Tom Stacey

Expel foreign crooks? No, we’re far too nice

Tom Stacey, a prison visitor for 30 years, says that jails devote scandalous resources to ‘diversity’. No wonder the Home Office has so little time to manage deportations

issue 06 May 2006

Tom Stacey, a prison visitor for 30 years, says that jails devote scandalous resources to ‘diversity’. No wonder the Home Office has so little time to manage deportations

Political defenders of Charles Clarke insist it’s unreasonable to expect ministers to be acquainted with ‘every nook and cranny’ of the department they are responsible for, especially one as cumbrous as his. It’s hardly his fault, they say, that 1,023 foreign prisoners were freed without being considered for deportation.
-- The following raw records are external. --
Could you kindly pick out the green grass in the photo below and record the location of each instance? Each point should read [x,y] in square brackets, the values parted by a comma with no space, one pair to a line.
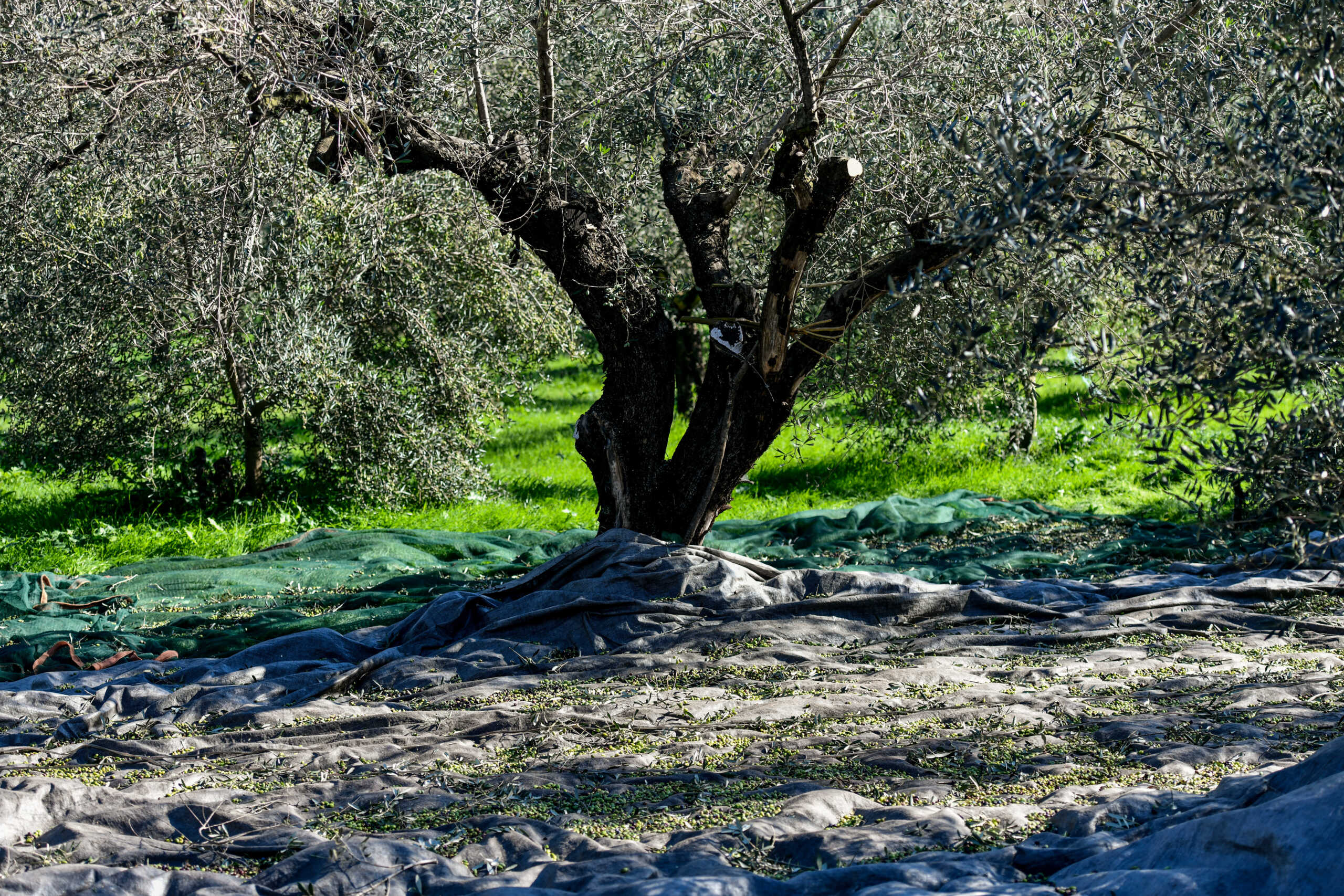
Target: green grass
[1077,464]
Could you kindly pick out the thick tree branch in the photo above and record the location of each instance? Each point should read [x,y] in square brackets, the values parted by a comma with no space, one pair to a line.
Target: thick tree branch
[838,54]
[802,61]
[483,107]
[804,227]
[546,87]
And true enough that the Home Secretary cannot be familiar with everything that’s going on. He’s only human. One aspect of the Prison Service that he may not be familiar with is the earnest, not to say saintly, work done by governors and warders to ensure that foreign criminals leave prison feeling thoroughly at home there, not despite their foreignness but because of it.

Forget deportation. The large London penitentiary where I have been a prison visitor for three decades has established, at New Labour’s behest, an elite team of warders and probation officers who, in their own words as displayed on notices all over the prison, are ‘passionate about Diversity and Equality’.